L’Autorité européenne des assurances et des pensions professionnelles (Eiopa) planche sur un outil numérique de sensibilisation aux risques naturels et aux mesures de prévention afin d’améliorer la compréhension des propriétaires de biens immobiliers, notamment de logements résidentiels, exposés aux risques naturels et climatiques. Cet outil numérique, déployé à l’échelle européenne, doit permettre d’évaluer les risques naturels partout en Europe. Il générera un « score de risque » en fonction de l’exposition de chaque bâtiment, et sera en mesure d’informer les citoyens en matière de prévention et sur les couvertures d’assurance disponibles.
Au préalable, l’Eiopa a lancé une consultation sur ce projet. Insurance Europe a répondu à l’invitation du régulateur européen. Dans sa contribution, la fédération européenne de l’assurance, tout en reconnaissant l’importance d’une meilleure information des citoyens européens, met en garde contre une approche uniformisée. « Un dispositif unique risquerait de manquer de précision et d’apporter une valeur ajoutée limitée aux citoyens », prévient la fédération. La diversité des expositions aux risques et des politiques nationales justifie, selon elle, une approche décentralisée.
Des données peu fiables et des méthodes de modélisation hétérogènes
La fédération souligne d’abord les difficultés liées à la collecte et à la qualité des données à l’échelle européenne. Les différences de recensement des catastrophes naturelles entre les États membres pourraient compromettre la précision de l’outil. « Sans une adaptation aux contextes nationaux, la fiabilité de l’outil serait mise en cause », avertit Insurance Europe.
L’hétérogénéité des méthodes de modélisation constitue une autre limite. Certains pays disposent de bases de données climatiques très détaillées, tandis que d’autres manquent d’informations précises. « Avant de développer l’outil, l’Eiopa devrait évaluer avec soin la disponibilité et la qualité des données qui alimenteraient les scores de risque, conseille la fédération. Il serait également important que les autorités publiques s’assurent que les données alimentant l’outil soient fiables et reflètent les conditions locales. »

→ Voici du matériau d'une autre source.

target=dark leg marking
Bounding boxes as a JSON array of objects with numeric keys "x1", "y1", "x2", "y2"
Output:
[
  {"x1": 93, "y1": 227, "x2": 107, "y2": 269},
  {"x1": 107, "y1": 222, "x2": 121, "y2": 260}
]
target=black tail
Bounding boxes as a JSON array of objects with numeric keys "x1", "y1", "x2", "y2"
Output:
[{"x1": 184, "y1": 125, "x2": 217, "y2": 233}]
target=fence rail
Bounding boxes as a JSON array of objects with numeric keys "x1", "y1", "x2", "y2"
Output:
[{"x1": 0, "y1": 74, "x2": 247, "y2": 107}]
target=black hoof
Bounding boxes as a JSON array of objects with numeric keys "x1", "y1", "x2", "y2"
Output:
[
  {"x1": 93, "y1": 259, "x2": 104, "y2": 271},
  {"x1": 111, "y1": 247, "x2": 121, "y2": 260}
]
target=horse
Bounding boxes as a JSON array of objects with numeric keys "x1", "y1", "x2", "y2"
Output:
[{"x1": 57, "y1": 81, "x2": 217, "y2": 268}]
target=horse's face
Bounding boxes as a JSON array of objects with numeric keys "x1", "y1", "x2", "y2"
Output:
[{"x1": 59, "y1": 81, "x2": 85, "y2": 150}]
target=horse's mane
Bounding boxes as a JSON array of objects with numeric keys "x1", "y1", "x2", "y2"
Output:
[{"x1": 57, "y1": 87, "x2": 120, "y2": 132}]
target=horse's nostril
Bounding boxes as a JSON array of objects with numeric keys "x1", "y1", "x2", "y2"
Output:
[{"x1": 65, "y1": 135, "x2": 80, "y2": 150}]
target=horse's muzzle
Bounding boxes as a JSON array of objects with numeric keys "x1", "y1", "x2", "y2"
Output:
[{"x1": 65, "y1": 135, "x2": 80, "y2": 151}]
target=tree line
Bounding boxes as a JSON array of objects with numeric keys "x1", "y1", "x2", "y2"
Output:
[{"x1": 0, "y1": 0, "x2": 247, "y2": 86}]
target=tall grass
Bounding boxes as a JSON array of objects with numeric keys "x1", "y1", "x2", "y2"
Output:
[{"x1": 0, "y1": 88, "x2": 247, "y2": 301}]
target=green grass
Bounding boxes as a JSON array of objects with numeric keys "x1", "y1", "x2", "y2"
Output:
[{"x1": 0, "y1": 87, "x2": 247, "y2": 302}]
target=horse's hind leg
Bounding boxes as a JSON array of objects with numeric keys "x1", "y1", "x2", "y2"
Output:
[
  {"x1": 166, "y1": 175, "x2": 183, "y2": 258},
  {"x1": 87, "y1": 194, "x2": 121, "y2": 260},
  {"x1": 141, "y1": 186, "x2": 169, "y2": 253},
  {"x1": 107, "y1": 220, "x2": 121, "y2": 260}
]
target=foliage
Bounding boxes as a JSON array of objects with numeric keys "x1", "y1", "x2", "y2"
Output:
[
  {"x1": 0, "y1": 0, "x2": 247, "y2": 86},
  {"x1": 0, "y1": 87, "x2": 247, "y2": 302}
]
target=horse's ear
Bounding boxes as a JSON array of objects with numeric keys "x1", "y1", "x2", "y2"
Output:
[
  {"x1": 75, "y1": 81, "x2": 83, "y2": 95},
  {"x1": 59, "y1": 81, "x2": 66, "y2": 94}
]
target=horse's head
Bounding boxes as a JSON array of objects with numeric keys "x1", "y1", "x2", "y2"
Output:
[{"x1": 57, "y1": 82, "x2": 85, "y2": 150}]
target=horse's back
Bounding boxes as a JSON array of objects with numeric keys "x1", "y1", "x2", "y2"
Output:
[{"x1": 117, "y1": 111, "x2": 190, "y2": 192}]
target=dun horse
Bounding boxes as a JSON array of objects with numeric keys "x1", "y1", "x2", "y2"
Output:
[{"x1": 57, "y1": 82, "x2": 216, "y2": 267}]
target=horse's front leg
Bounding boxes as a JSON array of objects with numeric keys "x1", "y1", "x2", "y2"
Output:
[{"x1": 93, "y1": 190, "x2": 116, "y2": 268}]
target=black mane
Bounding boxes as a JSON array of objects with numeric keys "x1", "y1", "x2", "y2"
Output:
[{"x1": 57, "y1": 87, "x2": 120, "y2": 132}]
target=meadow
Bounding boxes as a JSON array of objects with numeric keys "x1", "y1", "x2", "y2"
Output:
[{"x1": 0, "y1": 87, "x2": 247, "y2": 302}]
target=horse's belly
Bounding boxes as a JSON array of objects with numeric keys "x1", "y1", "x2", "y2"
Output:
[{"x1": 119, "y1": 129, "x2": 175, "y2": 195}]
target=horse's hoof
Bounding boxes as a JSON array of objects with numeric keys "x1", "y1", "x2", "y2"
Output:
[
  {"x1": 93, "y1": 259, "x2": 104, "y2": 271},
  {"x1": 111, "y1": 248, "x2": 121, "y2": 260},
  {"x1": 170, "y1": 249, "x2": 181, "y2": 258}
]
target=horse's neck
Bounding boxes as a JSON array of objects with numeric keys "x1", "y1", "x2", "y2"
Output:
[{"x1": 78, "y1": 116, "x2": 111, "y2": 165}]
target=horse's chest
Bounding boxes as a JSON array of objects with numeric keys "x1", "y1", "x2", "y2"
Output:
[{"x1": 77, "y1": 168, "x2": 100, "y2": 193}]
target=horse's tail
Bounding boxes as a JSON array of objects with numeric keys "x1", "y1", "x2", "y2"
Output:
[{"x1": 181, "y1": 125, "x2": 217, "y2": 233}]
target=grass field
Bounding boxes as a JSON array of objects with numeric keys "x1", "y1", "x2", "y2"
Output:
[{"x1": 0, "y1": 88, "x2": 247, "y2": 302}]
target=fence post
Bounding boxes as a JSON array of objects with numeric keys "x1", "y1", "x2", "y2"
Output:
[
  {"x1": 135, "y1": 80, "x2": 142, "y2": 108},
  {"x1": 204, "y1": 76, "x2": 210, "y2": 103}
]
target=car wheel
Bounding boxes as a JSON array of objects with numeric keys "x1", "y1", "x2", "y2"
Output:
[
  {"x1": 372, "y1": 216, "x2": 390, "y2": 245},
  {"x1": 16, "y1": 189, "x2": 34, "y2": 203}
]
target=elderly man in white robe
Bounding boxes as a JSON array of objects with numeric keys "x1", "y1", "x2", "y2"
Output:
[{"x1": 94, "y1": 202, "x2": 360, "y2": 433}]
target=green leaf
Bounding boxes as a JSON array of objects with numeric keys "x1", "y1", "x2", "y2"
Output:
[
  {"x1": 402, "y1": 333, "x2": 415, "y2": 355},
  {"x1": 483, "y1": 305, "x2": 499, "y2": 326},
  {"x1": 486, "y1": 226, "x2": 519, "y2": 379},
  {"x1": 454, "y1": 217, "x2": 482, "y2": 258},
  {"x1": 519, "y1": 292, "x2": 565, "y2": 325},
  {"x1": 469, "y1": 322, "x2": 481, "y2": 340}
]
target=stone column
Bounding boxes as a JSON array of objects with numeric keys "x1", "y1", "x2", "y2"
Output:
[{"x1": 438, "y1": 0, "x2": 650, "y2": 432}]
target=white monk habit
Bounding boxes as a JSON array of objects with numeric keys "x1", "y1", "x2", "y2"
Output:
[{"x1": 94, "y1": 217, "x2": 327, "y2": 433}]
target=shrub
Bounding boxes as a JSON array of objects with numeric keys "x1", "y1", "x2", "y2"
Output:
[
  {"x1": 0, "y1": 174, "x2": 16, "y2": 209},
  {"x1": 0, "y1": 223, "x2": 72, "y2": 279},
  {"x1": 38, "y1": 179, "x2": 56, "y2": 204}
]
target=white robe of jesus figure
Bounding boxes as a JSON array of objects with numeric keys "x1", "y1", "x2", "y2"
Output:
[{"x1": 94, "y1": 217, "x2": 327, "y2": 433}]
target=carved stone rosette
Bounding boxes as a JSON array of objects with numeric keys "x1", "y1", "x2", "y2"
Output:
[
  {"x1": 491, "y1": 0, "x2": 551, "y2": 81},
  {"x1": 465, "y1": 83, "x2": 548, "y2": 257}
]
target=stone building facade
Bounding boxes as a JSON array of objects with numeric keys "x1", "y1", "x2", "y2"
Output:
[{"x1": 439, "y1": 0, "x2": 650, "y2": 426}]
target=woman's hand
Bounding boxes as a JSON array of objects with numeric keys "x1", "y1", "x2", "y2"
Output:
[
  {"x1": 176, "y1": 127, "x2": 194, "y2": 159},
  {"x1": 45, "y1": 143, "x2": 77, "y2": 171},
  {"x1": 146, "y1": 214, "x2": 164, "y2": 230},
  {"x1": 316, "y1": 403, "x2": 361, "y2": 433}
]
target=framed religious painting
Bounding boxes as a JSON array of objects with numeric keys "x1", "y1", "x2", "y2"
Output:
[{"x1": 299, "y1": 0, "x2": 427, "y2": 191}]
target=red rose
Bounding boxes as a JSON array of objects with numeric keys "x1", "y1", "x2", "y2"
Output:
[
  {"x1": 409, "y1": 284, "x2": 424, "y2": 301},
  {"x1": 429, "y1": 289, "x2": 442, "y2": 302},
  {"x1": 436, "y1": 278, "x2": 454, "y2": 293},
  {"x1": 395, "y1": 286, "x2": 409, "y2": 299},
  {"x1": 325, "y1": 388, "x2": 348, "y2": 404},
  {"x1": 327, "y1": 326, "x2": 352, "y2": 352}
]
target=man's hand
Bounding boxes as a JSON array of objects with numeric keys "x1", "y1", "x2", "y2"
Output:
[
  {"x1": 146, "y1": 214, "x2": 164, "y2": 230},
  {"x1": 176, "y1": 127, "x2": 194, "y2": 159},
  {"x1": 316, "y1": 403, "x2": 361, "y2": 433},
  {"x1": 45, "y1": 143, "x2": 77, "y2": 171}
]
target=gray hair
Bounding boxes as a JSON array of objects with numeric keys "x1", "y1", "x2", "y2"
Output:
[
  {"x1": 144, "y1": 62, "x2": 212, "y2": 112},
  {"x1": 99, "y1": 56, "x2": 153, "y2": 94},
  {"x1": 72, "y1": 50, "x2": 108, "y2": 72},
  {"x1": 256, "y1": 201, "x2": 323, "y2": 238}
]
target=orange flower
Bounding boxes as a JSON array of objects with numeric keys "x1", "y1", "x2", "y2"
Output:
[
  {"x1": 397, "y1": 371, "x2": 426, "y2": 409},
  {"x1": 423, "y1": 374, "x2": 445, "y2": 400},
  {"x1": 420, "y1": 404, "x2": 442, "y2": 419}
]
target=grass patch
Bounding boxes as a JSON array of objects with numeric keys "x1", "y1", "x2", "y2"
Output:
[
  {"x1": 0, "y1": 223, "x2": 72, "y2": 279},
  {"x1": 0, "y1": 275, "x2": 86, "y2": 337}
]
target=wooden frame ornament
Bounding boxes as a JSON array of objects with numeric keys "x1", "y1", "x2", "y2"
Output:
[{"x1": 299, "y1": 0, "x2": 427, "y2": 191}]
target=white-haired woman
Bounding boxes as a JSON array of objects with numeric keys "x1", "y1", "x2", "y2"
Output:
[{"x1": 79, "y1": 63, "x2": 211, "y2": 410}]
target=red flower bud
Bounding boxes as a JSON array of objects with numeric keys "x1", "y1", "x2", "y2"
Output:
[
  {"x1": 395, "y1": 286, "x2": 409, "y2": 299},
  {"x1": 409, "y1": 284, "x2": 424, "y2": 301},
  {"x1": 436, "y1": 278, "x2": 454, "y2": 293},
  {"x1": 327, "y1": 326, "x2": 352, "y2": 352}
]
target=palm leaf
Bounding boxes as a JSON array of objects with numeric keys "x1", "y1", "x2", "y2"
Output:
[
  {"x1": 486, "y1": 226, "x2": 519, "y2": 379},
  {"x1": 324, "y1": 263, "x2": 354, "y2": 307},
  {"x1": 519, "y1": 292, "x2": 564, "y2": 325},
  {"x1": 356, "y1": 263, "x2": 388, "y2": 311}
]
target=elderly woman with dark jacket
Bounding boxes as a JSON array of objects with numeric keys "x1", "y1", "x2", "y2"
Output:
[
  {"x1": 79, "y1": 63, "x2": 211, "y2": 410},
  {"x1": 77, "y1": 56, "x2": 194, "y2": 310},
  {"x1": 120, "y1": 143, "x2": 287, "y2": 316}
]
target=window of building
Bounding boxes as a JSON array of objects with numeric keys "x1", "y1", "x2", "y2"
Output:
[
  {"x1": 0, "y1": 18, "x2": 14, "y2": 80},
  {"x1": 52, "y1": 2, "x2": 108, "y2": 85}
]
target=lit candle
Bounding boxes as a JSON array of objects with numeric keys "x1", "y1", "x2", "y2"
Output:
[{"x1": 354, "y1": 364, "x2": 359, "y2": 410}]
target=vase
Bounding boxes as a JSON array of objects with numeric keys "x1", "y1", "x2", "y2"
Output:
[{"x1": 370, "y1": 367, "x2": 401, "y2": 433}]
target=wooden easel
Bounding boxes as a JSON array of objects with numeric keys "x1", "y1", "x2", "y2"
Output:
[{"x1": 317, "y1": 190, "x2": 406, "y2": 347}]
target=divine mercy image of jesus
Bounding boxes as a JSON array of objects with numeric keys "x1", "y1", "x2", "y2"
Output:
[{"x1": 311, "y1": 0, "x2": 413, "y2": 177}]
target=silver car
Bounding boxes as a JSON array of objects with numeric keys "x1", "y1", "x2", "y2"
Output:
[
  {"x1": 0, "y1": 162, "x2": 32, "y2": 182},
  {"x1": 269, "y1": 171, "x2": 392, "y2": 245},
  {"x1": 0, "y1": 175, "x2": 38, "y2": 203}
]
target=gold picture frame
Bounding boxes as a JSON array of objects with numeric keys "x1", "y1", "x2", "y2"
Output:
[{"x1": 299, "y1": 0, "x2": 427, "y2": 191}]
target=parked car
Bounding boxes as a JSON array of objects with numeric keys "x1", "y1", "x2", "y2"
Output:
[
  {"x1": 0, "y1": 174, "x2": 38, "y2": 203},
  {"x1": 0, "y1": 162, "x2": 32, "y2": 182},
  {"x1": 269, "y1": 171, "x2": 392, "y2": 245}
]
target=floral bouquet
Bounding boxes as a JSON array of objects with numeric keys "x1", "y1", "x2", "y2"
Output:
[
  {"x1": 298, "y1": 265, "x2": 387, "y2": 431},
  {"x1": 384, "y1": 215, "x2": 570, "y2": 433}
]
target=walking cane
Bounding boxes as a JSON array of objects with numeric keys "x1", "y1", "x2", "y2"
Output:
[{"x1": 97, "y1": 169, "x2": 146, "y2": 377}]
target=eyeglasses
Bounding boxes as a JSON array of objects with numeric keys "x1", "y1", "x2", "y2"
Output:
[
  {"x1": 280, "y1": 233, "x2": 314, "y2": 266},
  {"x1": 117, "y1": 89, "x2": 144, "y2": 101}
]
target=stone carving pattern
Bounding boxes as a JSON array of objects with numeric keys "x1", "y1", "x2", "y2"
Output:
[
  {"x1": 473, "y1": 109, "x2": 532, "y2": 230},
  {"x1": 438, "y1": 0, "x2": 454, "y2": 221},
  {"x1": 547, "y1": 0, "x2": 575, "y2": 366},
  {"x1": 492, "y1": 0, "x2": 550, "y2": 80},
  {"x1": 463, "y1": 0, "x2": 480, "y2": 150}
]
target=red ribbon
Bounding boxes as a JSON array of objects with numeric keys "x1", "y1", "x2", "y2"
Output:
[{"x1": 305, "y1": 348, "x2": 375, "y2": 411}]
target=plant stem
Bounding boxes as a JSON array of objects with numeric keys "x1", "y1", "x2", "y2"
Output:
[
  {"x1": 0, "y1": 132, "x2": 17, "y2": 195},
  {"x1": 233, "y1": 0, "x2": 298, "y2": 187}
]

Ne pas sortir des limites du droit de la concurrence
Insurance Europe exprime ensuite des réserves quant à la gouvernance du projet et son financement. La fédération appelle à clarifier l’articulation entre l’outil proposé et les plateformes nationales existantes, afin d’éviter les doublons.
Surtout, l’assureur a la liberté d’ajuster ses tarifs en modifiant l’équilibre entre la prime, la franchise et les mesures de prévention, comme ils l’estiment approprié, rappellent les assureurs européens. « L’introduction d’exigences spécifiques, de cadres ou même de recommandations porterait atteinte à ces principes et risquerait de dépasser les limites permises par le droit de la concurrence », préviennent-ils.
La prévention, un enjeu de politique publique
Dans sa contribution, Insurance Europe insiste enfin sur la responsabilité partagée, en matière de prévention des risques naturels, entre propriétaires et pouvoirs publics. « L’assurance joue un rôle dans l’atténuation des conséquences des catastrophes, mais il est important de reconnaître que la responsabilité de prendre les mesures nécessaires d’atténuation et d’adaptation incombe principalement aux propriétaires de biens et aux autorités publiques », rappelle la fédération.
L’aménagement du territoire et les normes de construction constituent des leviers fondamentaux. «En matière de prévention des risques, l’accent principal devrait être mis sur les infrastructures publiques, où construire de nouveaux bâtiments et avec quelles méthodes », insiste Insurance Europe.
Plutôt renforcer les dispositifs existants, tels que Géorisques
Plutôt que de développer un nouvel instrument, la fédération préconise de s’appuyer sur les solutions locales déjà en place : HORA en Autriche, DiGeo au Danemark, Géorisques en France ou GOTOWI en Pologne. Ces dispositifs, adaptés aux réalités nationales, permettent une meilleure accessibilité et compréhension des risques par les citoyens.
Insurance Europe recommande ainsi à l’Eiopa d’établir une plateforme centralisée recensant ces outils nationaux, facilitant leur consultation sans imposer un modèle standardisé. Une telle approche respecterait le principe de subsidiarité et garantirait une meilleure prise en compte des particularités locales, estime la fédération.
La consultation lancée par l’Eiopa s’est achevée le 28 février. Reste à voir si le régulateur tiendra compte de ces critiques dans la mise en place de son projet.